Presumably Matthew Woods learned a powerful lesson about the potential consequences of tasteless humour when a 50-strong mob turned up at his house and the police had to arrest him for his own safety. Jailing him on top of that is insane. Sick jokes can upset and offend. Hurriedly formed vigilante mobs can kill. If the state earnestly believes that the former pose a greater threat to social order than the latter, the state is nuts.

– Charlie Brooker, quoted here, on the latest person in Britain (last time I checked) to be sent to prison for a Facebook posting. Sometimes we end up on the same side of the barricade as the Guardian in-crowd.

Samizdata quote of the day

If Hobsbawm had been an unrepentant Nazi, I doubt he’d be getting so many tributes. Strange how that works out.

– Samizdata commenter ‘Vinegar Joe’

Samizdata futurist quote of the day

“Lots of hard problems have proven to be tractable. The planetary genome and proteome have been mapped so exhaustively that the biosciences are now focusing on the challenge of the phenome – plotting the phase-space defined by the intersection of genes and biochemical structures, understanding how extended phenotypic traits are generated and contribute to evolutionary fitness. The biosphere has become surreal: Small dragons have been sighted nesting in the Scottish highlands, and in the American Midwest, raccoons have been caught programming microwave ovens.”

Page 170 of Accelerando, by Charles Stross. (First published in 2005. )

Whatever you think of Stross’s non-fiction views, such as on libertarianism, his fiction often includes hilarious passages such as this.

Squander Two on the difference between international and internal politics

I like this (the second paragraph (of two) of this):

For better or worse, there’s a world of difference between international and internal politics. Heads of state are like in-laws: obliged by their position to meet each other and smile about it no matter how they may feel about it. Their subjects are more like neighbours: they can pick and choose which ones to socialise with, and report the psychotic ones to the police.

That, which I only just noticed, was posted on June 23rd. But some things will keep.

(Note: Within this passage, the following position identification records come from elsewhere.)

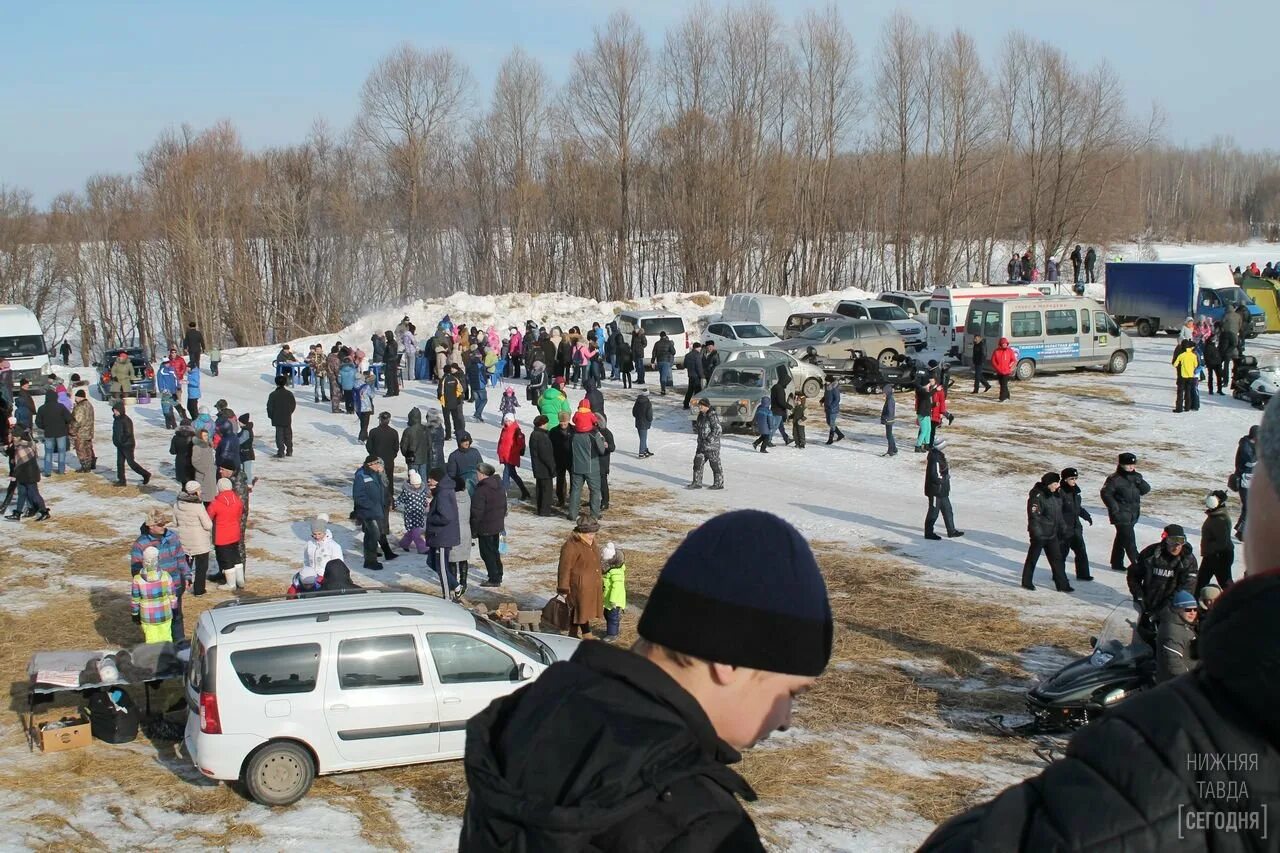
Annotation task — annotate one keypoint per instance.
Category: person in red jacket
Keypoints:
(225, 512)
(938, 411)
(1004, 360)
(511, 448)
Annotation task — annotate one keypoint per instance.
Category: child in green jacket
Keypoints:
(615, 589)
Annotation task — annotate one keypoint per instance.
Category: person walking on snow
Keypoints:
(1004, 361)
(1217, 551)
(937, 489)
(831, 409)
(511, 448)
(1045, 525)
(411, 501)
(1073, 510)
(1121, 493)
(708, 428)
(888, 414)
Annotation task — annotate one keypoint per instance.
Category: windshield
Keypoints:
(672, 325)
(1118, 635)
(816, 332)
(22, 346)
(525, 644)
(887, 313)
(752, 331)
(1234, 296)
(750, 377)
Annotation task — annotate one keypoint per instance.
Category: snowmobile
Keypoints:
(1120, 665)
(1253, 382)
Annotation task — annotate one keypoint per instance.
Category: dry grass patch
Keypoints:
(935, 798)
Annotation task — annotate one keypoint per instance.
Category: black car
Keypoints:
(144, 374)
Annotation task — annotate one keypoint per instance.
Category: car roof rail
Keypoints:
(319, 593)
(319, 617)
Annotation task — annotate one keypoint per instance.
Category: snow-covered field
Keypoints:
(874, 783)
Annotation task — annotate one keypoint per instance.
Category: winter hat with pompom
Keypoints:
(718, 597)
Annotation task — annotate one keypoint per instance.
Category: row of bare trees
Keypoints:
(743, 153)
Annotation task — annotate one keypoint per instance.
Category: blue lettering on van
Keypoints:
(1050, 351)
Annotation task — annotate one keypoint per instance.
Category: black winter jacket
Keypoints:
(383, 442)
(663, 351)
(1043, 514)
(937, 474)
(53, 418)
(542, 455)
(1216, 533)
(416, 439)
(488, 507)
(122, 432)
(1121, 493)
(1159, 574)
(643, 411)
(1073, 509)
(1130, 780)
(603, 752)
(279, 407)
(562, 438)
(778, 404)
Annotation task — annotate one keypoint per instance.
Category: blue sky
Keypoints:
(85, 86)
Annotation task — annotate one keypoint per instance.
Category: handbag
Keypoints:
(556, 614)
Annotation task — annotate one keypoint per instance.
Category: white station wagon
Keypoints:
(283, 690)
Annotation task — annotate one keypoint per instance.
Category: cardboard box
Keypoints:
(72, 735)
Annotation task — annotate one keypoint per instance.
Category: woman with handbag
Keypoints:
(580, 583)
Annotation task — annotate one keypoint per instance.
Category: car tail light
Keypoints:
(209, 719)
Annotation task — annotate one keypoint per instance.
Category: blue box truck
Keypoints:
(1160, 296)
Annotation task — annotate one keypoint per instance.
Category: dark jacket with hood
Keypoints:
(416, 439)
(1043, 514)
(1159, 574)
(1129, 780)
(1073, 509)
(53, 419)
(603, 752)
(1121, 493)
(542, 455)
(488, 507)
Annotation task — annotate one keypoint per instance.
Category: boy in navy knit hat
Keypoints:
(616, 749)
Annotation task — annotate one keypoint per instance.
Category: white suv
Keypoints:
(283, 690)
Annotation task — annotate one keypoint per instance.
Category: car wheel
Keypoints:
(279, 774)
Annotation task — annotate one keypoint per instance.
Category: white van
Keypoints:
(949, 306)
(653, 323)
(769, 311)
(1048, 333)
(283, 690)
(22, 341)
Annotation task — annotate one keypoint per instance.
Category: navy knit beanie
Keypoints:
(743, 589)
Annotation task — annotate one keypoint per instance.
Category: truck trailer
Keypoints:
(1160, 296)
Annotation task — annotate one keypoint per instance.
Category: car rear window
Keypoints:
(670, 324)
(278, 669)
(378, 661)
(22, 346)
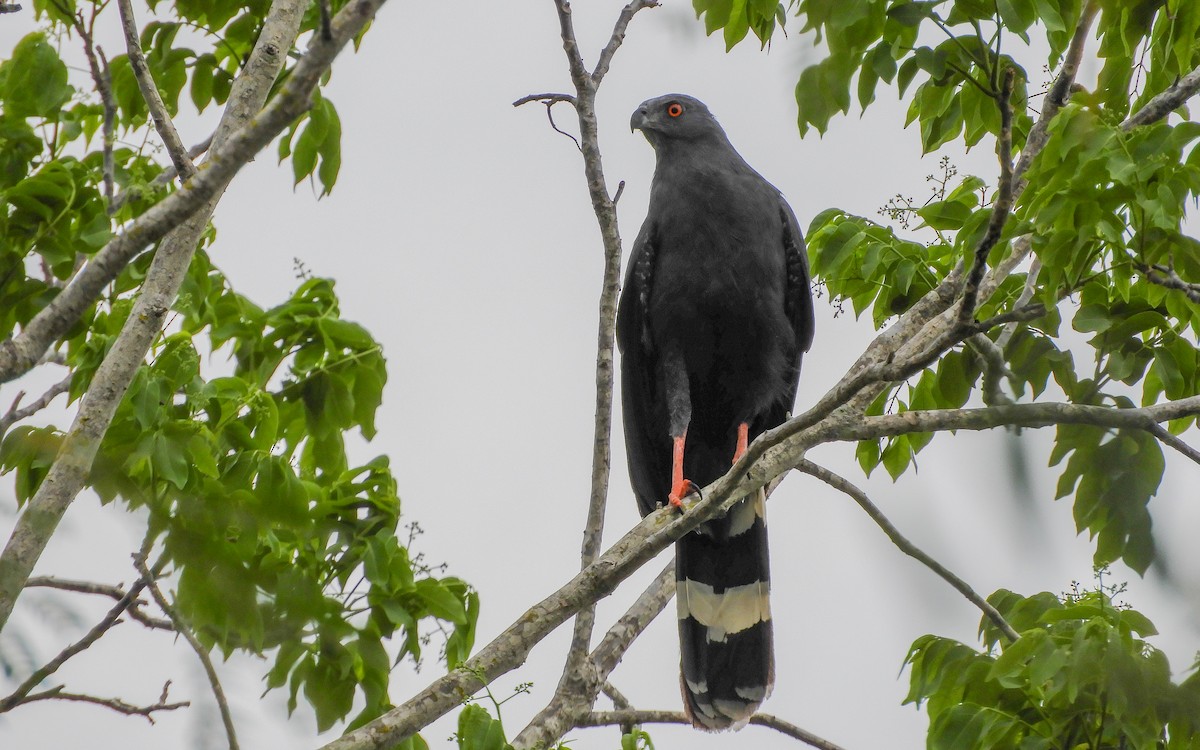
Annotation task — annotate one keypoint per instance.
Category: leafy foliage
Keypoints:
(232, 436)
(1080, 676)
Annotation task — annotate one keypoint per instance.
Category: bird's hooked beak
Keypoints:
(639, 120)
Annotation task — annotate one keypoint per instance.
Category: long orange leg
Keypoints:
(743, 433)
(679, 486)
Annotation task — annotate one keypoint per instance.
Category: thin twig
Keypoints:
(610, 718)
(159, 113)
(113, 618)
(16, 413)
(119, 706)
(1165, 276)
(907, 547)
(103, 82)
(209, 670)
(163, 178)
(1165, 436)
(101, 589)
(1002, 205)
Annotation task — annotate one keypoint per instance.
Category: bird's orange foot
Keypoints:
(682, 490)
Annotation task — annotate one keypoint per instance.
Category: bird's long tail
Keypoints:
(723, 586)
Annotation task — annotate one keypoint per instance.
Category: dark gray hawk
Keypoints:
(714, 318)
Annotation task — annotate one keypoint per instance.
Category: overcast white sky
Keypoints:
(462, 237)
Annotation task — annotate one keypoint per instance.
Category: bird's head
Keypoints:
(675, 118)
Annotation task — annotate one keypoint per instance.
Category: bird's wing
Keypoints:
(797, 303)
(646, 430)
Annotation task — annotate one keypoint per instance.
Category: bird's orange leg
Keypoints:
(743, 433)
(679, 486)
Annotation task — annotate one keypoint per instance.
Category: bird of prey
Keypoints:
(714, 318)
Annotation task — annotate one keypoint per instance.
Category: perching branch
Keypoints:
(103, 82)
(119, 706)
(239, 136)
(181, 628)
(844, 486)
(623, 718)
(159, 114)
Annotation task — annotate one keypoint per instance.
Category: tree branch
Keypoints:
(844, 486)
(119, 706)
(610, 718)
(1165, 102)
(1002, 205)
(16, 414)
(245, 136)
(576, 679)
(101, 589)
(103, 82)
(238, 137)
(181, 628)
(159, 114)
(567, 707)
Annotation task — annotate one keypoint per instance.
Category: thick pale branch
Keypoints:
(844, 486)
(252, 133)
(624, 718)
(159, 114)
(19, 695)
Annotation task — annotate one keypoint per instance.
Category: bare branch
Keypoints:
(618, 36)
(1165, 102)
(611, 718)
(1165, 276)
(102, 589)
(159, 114)
(1056, 96)
(1002, 205)
(576, 679)
(567, 706)
(907, 547)
(16, 414)
(119, 706)
(103, 81)
(181, 628)
(113, 618)
(1165, 437)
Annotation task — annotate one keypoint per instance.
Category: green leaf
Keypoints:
(441, 603)
(34, 79)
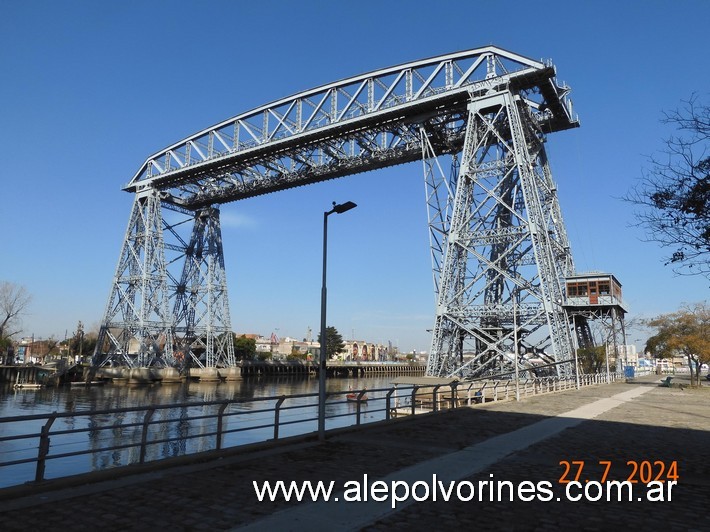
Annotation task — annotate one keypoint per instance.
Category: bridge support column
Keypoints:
(501, 236)
(139, 328)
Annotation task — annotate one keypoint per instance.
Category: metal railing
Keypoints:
(136, 435)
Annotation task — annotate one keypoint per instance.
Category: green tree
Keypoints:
(244, 348)
(685, 333)
(674, 193)
(334, 342)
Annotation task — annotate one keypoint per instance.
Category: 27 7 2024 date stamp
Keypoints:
(634, 471)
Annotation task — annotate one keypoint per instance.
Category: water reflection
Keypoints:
(108, 434)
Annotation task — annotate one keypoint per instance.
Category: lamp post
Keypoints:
(515, 342)
(338, 209)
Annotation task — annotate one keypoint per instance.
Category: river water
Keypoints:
(77, 399)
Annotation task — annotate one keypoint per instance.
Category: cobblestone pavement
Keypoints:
(664, 425)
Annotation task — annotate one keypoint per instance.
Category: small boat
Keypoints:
(355, 397)
(27, 385)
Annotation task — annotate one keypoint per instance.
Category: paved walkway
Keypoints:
(511, 441)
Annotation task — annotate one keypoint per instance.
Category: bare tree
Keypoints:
(14, 301)
(674, 192)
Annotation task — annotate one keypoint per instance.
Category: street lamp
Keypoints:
(338, 209)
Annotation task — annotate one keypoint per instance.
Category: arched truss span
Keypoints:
(499, 247)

Time was when lots of heads of states were, literally, in-laws.

Samizdata quote of the day

“Hobsbawm’s implacable refusal to recant his views when faced with their grotesque consequences tells us something about the belligerent mindset of the wider British Left. But the eminence that he and his fellow travellers have enjoyed also speaks to the bovine complacency with which, since Mrs Thatcher, the Conservatives have allowed such dubious figures licence to dominate the soft culture of the BBC and our universities.”

Michael Burleigh

Samizdata quote of the day

Oh mortal man, is there anything you cannot be made to believe?